I love the versatility of proamp setup for HT (power / price / flexibility). But I can't get over the ground loop hum that it created (switch from unbalanced to balanced inputs) and the inconveniences like manual power switching and loud fans (had to put in another room).


----------



## Jungle Jack (Jul 28, 2009)

ma7rix13 said:


> I love the versatility of proamp setup for HT (power / price / flexibility). But I can't get over the ground loop hum that it created (switch from unbalanced to balanced inputs) and the inconveniences like manual power switching and loud fans (had to put in another room).


Hello,
Those are excellent points. Also welcome to HTS. Really glad to have you with us.
Cheers,
JJ


----------



## fusseli (May 1, 2007)

Sounds like all of the major points have been hit already. I would agree that if you can stand the looks and the noise of the fan, then there's nothing at all wrong with a PA amp. I myself bought a used Behringer A500 for under $100 and i couldn't be happier (it is fanless and looks a bit more elegant than typical PA amps, has plenty of power for my mains).


----------



## Wayne A. Pflughaupt (Apr 13, 2006)

ma7rix13 said:


> I love the versatility of proamp setup for HT (power / price / flexibility). But I can't get over the ground loop hum that it created (switch from unbalanced to balanced inputs) and the inconveniences like manual power switching and loud fans (had to put in another room).

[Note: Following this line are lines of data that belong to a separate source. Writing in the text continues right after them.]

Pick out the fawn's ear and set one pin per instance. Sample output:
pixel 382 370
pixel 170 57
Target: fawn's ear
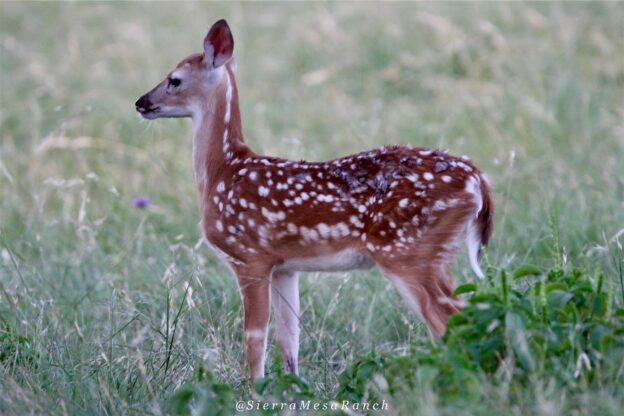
pixel 218 44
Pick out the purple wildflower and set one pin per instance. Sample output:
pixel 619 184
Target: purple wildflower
pixel 140 202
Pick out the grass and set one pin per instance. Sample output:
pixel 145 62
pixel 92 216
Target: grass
pixel 109 309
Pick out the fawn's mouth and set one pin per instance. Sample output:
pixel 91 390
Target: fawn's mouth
pixel 148 113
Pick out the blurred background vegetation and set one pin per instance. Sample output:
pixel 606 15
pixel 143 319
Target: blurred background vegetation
pixel 106 308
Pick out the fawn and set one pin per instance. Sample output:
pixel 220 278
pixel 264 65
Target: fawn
pixel 401 208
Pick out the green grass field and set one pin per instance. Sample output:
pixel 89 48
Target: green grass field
pixel 110 309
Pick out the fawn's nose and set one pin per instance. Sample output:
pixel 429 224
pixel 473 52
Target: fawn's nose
pixel 143 104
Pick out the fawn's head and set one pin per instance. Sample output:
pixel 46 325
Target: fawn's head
pixel 193 80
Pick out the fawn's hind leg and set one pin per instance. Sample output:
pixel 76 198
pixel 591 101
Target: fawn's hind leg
pixel 421 269
pixel 427 290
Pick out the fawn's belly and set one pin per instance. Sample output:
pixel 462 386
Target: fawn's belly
pixel 341 261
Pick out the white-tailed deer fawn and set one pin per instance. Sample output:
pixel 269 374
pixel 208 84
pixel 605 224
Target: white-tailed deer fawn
pixel 401 208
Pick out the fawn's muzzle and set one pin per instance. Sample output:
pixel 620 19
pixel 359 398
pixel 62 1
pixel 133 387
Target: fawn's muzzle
pixel 143 104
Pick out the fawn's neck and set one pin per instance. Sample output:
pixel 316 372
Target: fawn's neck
pixel 217 133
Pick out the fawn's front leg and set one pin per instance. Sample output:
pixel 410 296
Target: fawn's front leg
pixel 256 297
pixel 285 299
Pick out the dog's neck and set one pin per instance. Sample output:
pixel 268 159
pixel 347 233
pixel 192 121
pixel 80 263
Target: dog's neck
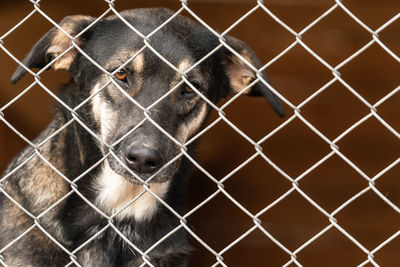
pixel 116 195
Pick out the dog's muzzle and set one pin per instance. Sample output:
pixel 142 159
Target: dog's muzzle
pixel 142 160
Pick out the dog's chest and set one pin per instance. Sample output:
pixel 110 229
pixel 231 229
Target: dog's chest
pixel 116 195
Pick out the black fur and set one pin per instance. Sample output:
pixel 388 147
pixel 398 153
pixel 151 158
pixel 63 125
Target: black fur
pixel 74 150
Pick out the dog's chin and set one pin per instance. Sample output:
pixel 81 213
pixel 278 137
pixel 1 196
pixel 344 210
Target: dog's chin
pixel 161 176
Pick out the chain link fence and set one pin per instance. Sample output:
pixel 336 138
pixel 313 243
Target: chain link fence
pixel 294 111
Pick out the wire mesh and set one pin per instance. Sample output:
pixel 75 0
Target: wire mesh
pixel 295 111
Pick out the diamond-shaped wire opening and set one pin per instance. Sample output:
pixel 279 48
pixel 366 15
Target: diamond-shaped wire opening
pixel 372 66
pixel 295 148
pixel 260 250
pixel 231 198
pixel 332 183
pixel 333 118
pixel 293 227
pixel 370 146
pixel 335 44
pixel 356 220
pixel 332 245
pixel 298 75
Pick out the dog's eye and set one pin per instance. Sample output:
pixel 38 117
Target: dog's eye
pixel 187 90
pixel 120 75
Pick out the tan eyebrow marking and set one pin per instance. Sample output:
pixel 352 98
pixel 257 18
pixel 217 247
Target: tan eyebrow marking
pixel 138 63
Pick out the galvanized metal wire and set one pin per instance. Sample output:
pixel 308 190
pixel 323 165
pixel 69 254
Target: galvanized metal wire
pixel 258 152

You can ebay an Adcom ACE-515 power condiditioner/switcher for under $100. It can switch amplifiers and even has delayed on and off sequencing for them.

Regards,
Wayne


----------



## ma7rix13 (Sep 3, 2009)

Wayne A. Pflughaupt said:


> You can ebay an Adcom ACE-515 power condiditioner/switcher for under $100. It can switch amplifiers and even has delayed on and off sequencing for them.
> 
> Regards,
> Wayne


Thanks Mr. Pflughaupt, never knew that existed. 

I did forget to mention the line balancing issue as well. The whole experience was a huge turn off into this subculture. I did about 9 months of research for my first HT sub build on HTS and Audioholics, got all the designs, bought the sub and a EP2000, plugged it in and heard a little bass and huge hum. Then researched some specific questions and found out I needed Sampson S-Converts, unbalanced to balanced adaptors, or DCX2469, Jensen Isolators, or FMODs etc. etc. And could never pull the trigger on the Isolators due to conflicting reports on performance and other downstream issues.

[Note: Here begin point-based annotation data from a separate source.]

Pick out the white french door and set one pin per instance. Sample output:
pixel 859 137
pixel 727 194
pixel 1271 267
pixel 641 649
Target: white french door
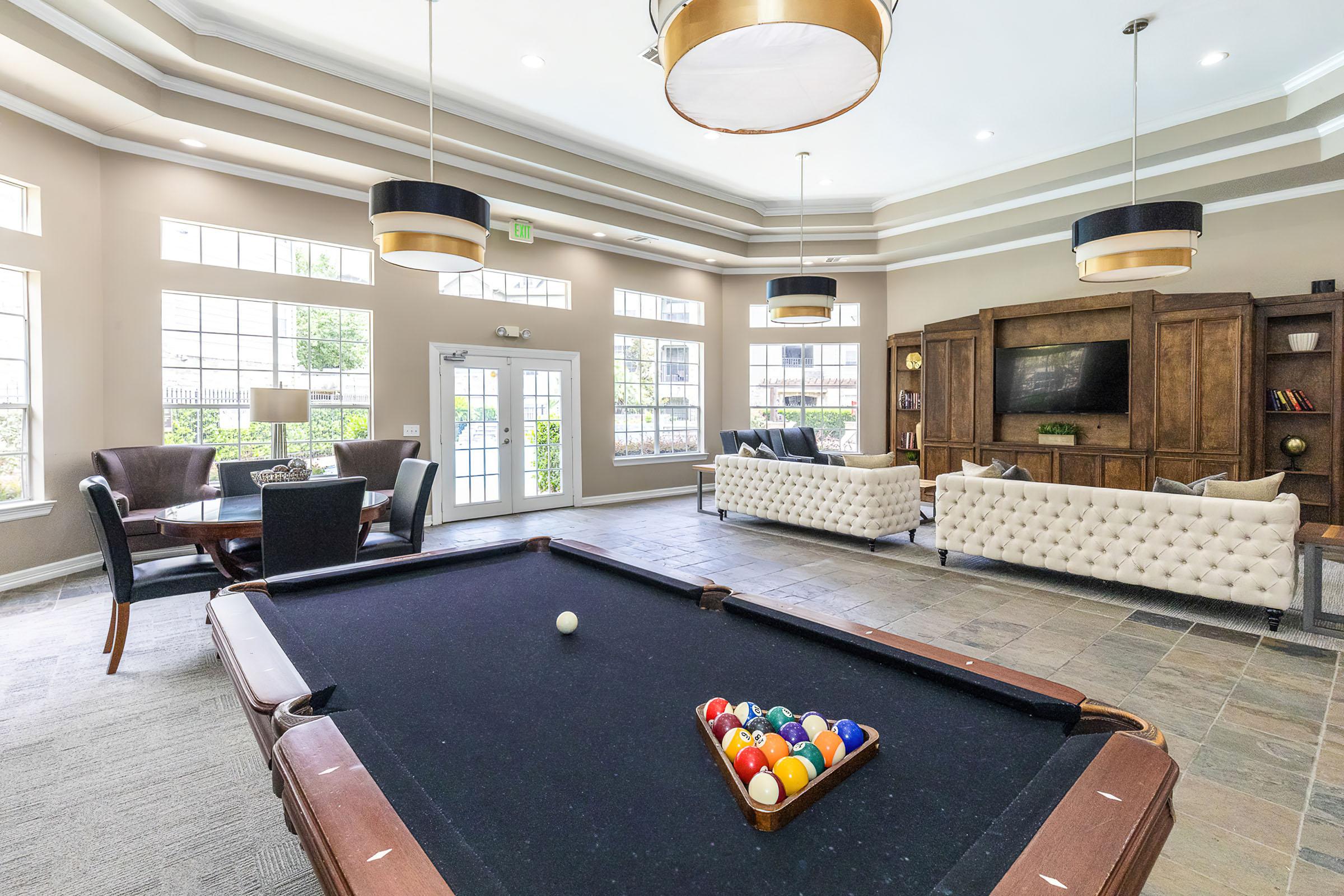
pixel 507 432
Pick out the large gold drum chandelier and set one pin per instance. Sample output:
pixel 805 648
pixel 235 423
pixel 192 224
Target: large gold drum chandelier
pixel 765 66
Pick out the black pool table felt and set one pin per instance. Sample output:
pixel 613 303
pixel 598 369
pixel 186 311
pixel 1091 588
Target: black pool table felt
pixel 530 762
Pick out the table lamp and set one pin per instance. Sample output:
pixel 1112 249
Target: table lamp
pixel 279 406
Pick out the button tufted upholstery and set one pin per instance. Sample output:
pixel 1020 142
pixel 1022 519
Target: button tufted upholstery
pixel 837 499
pixel 1218 548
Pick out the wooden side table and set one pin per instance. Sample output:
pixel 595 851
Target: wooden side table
pixel 701 469
pixel 1314 538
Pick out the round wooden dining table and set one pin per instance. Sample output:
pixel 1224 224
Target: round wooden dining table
pixel 214 523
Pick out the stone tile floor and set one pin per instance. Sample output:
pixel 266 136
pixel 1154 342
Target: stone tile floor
pixel 1256 723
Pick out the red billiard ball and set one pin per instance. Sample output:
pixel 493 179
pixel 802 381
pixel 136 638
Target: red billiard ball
pixel 749 762
pixel 724 723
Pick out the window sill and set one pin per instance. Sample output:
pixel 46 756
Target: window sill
pixel 659 459
pixel 25 510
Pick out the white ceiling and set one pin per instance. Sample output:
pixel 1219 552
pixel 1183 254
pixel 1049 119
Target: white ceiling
pixel 1049 83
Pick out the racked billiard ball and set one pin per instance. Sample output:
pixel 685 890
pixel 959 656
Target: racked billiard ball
pixel 724 723
pixel 811 758
pixel 794 732
pixel 736 742
pixel 792 774
pixel 850 732
pixel 761 725
pixel 778 718
pixel 767 789
pixel 749 762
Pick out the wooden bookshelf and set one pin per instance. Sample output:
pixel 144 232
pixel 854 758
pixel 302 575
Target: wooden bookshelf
pixel 901 379
pixel 1316 372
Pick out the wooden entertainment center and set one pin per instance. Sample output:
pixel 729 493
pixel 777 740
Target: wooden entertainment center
pixel 1200 371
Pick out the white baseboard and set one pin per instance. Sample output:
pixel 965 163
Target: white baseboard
pixel 48 571
pixel 592 500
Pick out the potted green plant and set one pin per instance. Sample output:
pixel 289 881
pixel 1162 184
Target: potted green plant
pixel 1058 433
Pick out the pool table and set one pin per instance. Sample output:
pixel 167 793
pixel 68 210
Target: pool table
pixel 432 732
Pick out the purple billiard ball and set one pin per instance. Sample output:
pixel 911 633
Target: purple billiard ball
pixel 850 732
pixel 795 734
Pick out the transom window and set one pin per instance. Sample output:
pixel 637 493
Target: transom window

Looking back, I don't know how I missed all the knowledge and lessons learned on line balancing and ground loops, but, you live and learn.

Being an engineer, I didn't give up and took it as a challenge, but I could easily see most potential 'sub-culture customers' immediately turned away from the very thought of going down this path.

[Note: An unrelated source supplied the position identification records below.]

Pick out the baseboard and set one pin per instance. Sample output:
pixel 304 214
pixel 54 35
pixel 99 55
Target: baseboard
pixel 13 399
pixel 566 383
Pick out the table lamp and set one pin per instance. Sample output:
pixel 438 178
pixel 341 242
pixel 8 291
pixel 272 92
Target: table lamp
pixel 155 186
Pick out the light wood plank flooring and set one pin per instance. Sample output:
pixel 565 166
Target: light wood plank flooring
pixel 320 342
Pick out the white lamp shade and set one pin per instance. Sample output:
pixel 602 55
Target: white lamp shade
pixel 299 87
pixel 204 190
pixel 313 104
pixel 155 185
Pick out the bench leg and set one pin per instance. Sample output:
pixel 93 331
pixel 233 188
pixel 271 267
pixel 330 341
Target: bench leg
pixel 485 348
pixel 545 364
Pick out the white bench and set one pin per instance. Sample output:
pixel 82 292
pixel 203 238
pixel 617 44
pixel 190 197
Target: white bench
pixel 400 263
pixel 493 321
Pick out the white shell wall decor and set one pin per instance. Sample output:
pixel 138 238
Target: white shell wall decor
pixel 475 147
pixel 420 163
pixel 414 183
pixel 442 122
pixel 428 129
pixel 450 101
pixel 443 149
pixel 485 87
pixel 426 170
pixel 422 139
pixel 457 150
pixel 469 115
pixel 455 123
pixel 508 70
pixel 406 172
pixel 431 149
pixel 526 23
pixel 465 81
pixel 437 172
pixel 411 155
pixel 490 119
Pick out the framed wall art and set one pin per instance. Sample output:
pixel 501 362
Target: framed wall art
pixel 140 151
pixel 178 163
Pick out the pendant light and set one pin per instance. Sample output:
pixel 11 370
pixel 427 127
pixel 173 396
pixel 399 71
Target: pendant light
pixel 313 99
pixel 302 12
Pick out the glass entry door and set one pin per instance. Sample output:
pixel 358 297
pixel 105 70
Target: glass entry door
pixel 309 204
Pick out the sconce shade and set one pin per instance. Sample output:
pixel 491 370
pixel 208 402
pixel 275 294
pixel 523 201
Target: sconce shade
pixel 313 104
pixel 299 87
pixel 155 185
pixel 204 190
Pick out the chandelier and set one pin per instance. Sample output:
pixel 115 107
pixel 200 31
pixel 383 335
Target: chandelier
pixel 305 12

Sorry, had to rant a little... :hissyfit:


----------



## BrianAbington (Mar 19, 2008)

I am quite interested in the new behringer Inuke series amps. I know that a lot of people have scoffed at them and assume there is no way its a powerful amp because it weighs 7 lbs. 

Things are going to be changing so much as our energy prices keep rising. 

Class D and T will become much more common.


----------



## ninjawhiteboy12 (Dec 19, 2011)

I also have been looking at the Crown XLS Series and it seems to have a pretty good number of features and good output for it's price. I have read a few reviews saying it absolutely kills the XTi series on the lows and bass impact. 

The Behringer Inuke series looked good to me, but I was warned against it by a few others I talked to, is there a reason or is Behringer just looked down apon compared to more expensive products?


----------



## fusseli (May 1, 2007)

I've heard that Behringer has quality control issues. That being said, the old and used A500 I got off of ebay a while back runs like a champ and sounds great. If I were after a pro amp, I'd definitely consider the iNUKE series with built in DSP. Immensely more functionality than the simple crossover slopes the Crown drivecore amps have.


----------



## parsley (Mar 23, 2007)

ma7rix13 said:


> I did forget to mention the line balancing issue as well. The whole experience was a huge turn off into this subculture. I did about 9 months of research for my first HT sub build on HTS and Audioholics, got all the designs, bought the sub and a EP2000, plugged it in and heard a little bass and huge hum. Then researched some specific questions and found out I needed Sampson S-Converts, unbalanced to balanced adaptors, or DCX2469, Jensen Isolators, or FMODs etc. etc. And could never pull the trigger on the Isolators due to conflicting reports on performance and other downstream issues.


Did you try making an adapter to just use the balanced signals and avoid joining the grounds? Wire (sub+ from preamp) to (xlr +ve,2 of amp) and (sub gnd from preamp) to (xlr -ve,3 of amp) and just don't connect (xlr gnd,1 of amp) at all? I can't promise it'll help - it depends on whether the Behringer inputs are floating.
ps this is from memory, so I could be wrong.


----------